Desayuno en la consulta. Preparo café y me tomo algunas de las pastas que nos regalan los enfermos agradecidos. Reviso a mis pacientes de la noche; van mejor, pero no lo suficiente, se tienen que quedar un poco más. Según llegan nuevas urgencias, curso más ingresos, por suerte ninguno está grave, aunque a ese ritmo no tardaré en llenar la planta. Hacia el final de la mañana, me doy un último paseo por si hubiese algo pendiente. Descubro a una abuela nonagenaria anticoagulada e hipertensa que ha venido por sangrado nasal. La tensión está por las nubes y la coagulación por los suelos; no puede haber peor combinación, ¿o sí? Una leve demencia senil no ayuda al cuadro, aunque la señora no parece tener mal la cabeza en ese momento, al contrario, con mucha dignidad le dice a la enfermera que no hace falta que le chille, que no es sorda. Es muy graciosa.
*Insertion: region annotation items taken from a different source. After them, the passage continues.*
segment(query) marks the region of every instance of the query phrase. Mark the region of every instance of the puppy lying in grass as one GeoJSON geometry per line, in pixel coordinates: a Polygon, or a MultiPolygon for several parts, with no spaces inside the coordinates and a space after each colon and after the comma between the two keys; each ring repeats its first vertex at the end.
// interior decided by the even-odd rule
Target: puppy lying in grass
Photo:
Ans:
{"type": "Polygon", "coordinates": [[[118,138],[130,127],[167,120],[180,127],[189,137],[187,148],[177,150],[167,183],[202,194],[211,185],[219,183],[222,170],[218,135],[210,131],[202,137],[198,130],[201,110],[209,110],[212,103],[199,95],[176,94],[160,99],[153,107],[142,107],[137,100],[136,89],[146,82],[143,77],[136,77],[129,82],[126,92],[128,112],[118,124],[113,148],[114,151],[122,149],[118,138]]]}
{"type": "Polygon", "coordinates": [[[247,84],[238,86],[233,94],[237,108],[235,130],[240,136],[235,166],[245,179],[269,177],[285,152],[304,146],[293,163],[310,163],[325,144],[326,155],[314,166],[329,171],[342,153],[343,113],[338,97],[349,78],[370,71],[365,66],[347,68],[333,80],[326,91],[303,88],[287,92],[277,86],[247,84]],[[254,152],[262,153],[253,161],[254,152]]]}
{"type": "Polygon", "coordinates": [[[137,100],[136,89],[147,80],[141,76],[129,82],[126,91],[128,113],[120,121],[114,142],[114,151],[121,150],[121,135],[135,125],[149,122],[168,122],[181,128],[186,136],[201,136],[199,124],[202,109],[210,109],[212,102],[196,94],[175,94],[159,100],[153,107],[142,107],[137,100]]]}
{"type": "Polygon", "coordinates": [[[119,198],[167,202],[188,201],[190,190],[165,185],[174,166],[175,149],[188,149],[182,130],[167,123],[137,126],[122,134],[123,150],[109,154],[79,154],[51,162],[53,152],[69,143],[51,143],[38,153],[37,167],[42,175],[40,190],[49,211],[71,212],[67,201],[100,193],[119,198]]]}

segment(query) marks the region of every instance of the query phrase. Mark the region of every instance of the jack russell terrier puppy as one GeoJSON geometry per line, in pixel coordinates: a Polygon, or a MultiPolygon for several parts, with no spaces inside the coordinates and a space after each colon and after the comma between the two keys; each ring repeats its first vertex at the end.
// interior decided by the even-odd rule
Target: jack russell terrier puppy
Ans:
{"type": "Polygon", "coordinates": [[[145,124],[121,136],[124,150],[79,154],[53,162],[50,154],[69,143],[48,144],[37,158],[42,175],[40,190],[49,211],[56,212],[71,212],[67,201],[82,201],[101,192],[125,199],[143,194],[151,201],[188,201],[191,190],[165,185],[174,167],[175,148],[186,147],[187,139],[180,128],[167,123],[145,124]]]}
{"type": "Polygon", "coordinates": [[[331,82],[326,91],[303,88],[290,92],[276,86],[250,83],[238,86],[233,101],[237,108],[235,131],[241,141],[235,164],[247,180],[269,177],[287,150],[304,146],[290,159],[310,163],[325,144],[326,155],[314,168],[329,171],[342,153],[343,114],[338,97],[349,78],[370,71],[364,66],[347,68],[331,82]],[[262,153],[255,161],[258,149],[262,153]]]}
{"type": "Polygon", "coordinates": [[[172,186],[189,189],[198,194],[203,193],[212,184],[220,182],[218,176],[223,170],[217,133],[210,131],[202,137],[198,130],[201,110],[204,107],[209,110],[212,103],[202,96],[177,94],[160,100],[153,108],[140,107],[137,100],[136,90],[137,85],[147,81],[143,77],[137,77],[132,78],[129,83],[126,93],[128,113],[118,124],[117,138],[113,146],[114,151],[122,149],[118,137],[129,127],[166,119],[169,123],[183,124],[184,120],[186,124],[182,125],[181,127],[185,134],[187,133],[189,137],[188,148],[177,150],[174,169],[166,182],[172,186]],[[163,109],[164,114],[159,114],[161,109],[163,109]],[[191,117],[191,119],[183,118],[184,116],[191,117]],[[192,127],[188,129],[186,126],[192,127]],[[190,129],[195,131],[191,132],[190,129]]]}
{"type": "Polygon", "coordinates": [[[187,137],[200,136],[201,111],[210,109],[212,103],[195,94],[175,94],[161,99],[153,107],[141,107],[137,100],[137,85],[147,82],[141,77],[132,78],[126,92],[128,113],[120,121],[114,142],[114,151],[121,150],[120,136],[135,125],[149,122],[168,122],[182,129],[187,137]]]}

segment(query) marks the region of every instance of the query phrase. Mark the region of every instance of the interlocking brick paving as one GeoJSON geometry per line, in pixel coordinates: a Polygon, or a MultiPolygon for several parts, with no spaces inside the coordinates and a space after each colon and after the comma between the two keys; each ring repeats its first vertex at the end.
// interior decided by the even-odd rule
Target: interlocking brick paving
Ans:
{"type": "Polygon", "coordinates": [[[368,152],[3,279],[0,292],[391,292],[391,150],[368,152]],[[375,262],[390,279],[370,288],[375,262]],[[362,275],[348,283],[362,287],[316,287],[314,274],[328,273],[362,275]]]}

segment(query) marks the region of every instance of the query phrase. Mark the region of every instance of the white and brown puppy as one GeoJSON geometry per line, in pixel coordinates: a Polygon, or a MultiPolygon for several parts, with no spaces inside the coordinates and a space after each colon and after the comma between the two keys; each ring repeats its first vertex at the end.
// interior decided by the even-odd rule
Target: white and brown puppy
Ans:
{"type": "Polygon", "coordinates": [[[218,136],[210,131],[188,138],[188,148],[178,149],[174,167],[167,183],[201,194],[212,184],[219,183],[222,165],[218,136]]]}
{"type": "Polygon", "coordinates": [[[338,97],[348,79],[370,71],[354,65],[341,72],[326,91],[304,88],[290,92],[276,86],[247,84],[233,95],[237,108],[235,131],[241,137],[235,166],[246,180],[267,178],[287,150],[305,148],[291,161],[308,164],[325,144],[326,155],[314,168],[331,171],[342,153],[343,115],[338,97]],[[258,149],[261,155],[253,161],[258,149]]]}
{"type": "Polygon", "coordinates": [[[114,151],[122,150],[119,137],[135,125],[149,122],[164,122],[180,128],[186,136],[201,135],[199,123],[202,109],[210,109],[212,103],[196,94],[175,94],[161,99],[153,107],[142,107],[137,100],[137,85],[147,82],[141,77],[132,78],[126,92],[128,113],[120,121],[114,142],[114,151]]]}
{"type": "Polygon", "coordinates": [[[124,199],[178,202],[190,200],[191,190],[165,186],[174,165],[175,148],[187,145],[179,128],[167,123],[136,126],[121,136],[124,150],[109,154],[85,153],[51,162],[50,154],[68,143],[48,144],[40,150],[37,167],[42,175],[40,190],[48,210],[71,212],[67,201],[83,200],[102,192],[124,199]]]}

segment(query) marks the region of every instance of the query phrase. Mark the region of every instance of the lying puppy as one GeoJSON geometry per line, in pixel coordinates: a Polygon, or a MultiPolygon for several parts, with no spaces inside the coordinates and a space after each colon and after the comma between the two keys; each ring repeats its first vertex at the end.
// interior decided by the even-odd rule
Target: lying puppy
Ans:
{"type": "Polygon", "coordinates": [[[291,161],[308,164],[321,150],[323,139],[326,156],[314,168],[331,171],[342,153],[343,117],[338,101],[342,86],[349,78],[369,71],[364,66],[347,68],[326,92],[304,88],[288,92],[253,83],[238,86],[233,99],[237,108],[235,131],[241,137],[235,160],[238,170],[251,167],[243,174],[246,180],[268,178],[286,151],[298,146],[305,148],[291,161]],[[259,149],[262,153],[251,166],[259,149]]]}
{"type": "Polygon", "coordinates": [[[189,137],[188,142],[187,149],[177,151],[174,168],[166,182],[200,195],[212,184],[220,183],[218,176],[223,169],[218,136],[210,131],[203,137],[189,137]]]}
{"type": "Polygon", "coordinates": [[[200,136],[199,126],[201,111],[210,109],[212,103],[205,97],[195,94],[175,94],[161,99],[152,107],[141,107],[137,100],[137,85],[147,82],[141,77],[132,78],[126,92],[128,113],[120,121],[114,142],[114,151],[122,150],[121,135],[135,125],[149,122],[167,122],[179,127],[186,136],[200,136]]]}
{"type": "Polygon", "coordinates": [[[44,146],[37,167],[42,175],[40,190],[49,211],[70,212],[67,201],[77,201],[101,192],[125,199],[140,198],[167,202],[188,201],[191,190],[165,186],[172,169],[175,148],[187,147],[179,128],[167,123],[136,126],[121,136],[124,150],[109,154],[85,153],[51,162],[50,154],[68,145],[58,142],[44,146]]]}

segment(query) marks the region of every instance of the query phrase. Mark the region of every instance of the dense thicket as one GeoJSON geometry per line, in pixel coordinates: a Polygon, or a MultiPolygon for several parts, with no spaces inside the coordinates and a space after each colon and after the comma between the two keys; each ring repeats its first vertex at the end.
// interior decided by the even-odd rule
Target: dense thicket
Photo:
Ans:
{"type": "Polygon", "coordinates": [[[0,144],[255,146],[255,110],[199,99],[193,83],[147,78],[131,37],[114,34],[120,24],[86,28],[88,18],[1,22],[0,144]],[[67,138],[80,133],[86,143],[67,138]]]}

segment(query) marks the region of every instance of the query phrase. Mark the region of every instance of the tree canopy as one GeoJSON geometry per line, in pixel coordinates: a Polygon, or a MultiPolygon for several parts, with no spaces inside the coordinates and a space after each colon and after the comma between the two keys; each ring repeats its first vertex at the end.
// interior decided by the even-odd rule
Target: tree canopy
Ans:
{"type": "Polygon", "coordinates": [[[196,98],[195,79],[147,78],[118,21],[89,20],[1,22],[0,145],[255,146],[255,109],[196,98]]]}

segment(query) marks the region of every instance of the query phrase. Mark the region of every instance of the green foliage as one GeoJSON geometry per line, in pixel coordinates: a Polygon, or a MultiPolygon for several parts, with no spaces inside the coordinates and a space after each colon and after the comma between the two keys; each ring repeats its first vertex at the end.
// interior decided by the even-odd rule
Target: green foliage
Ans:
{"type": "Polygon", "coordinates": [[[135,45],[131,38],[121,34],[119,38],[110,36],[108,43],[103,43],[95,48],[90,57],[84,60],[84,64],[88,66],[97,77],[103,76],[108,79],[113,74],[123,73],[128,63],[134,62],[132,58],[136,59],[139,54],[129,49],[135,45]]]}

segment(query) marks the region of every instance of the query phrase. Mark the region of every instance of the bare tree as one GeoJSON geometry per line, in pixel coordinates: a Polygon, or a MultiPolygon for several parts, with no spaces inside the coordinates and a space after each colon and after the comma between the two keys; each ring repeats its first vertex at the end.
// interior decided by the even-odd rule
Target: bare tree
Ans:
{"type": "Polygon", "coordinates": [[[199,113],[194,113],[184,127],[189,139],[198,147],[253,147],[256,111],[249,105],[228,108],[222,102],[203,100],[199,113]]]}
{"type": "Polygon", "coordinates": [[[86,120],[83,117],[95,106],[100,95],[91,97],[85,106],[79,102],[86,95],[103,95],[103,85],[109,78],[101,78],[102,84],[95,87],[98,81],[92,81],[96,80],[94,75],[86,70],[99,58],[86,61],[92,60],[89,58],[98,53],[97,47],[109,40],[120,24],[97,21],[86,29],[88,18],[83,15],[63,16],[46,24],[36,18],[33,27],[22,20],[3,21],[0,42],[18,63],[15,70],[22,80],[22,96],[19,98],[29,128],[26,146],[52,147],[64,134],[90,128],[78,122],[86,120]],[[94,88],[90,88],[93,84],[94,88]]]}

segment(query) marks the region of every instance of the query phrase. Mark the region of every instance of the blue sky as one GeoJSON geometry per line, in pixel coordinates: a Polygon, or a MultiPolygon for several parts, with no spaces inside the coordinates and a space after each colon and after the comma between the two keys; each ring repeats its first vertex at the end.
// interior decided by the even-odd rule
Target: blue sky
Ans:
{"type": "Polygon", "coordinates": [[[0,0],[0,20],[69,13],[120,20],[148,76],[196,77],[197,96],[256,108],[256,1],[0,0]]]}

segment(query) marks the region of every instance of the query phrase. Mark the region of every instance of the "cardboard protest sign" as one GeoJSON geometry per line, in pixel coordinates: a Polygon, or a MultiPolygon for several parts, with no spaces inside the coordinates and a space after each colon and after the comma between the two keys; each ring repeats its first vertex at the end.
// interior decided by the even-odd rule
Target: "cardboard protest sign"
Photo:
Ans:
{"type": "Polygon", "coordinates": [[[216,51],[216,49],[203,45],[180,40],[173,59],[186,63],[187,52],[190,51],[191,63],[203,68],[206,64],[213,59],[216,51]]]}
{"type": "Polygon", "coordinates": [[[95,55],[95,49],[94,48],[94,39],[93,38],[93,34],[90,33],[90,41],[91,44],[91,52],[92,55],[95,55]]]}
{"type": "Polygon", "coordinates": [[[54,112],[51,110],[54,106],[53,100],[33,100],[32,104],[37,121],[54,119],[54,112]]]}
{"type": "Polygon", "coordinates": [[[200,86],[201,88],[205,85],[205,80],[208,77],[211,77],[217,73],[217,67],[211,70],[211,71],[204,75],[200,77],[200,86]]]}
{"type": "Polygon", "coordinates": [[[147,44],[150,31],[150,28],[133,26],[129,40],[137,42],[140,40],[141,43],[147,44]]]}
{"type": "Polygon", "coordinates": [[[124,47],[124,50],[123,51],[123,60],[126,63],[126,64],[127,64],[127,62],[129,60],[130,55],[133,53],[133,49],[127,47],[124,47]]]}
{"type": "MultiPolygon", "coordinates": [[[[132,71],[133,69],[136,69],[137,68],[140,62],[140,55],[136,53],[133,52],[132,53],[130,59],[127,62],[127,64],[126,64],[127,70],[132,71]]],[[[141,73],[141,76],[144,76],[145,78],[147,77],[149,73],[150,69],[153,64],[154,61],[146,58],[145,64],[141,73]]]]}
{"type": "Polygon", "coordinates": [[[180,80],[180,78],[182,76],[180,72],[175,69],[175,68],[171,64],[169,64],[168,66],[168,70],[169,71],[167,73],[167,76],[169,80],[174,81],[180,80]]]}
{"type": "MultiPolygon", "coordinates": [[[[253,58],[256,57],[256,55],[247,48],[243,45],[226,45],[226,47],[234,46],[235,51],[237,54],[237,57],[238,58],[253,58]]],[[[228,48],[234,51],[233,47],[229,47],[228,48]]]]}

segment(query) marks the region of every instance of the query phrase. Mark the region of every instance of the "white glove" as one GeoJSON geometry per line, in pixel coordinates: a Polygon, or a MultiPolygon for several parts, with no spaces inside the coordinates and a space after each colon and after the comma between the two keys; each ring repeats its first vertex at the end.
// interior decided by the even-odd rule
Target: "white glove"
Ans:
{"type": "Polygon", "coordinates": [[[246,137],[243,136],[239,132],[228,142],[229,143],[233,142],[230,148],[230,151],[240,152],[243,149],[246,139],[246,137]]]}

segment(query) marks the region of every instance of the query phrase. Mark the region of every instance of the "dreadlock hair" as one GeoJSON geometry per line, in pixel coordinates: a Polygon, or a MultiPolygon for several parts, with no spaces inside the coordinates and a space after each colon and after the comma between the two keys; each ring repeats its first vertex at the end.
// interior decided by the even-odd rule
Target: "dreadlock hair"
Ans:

La medicina está llena de sustos y de sorpresas. Ante el asombro de su cuidadora, la paciente colabora sin una queja ni un mal gesto: le pongo un algodón de anestésico y, al retirarlo y explorar, encuentro el vaso, lo cauterizo y controlo el sangrado. La devuelvo a urgencias donde se encargarán del resto.
Salgo a las tres, para entonces llevo doce horas seguidas en el hospital, aunque he dormitado un par de ellas. Esa tarde, para rematar el día, me toca llevar el coche a la ITV. Estoy aterrada. Parece paradójico que sea capaz de enfrentarme a cirugías, hemorragias, traqueotomías de urgencia y, sin embargo, me tiemblen las piernas al enfrentarme a la revisión del vehículo. Cuñadísimo se ofrece a aliviarme del mal trago y se encarga de llevar el coche mientras le espero impaciente junto a hermanísima. ¡Aprobado! ¡Ufff! Nunca podré agradecérselo bastante.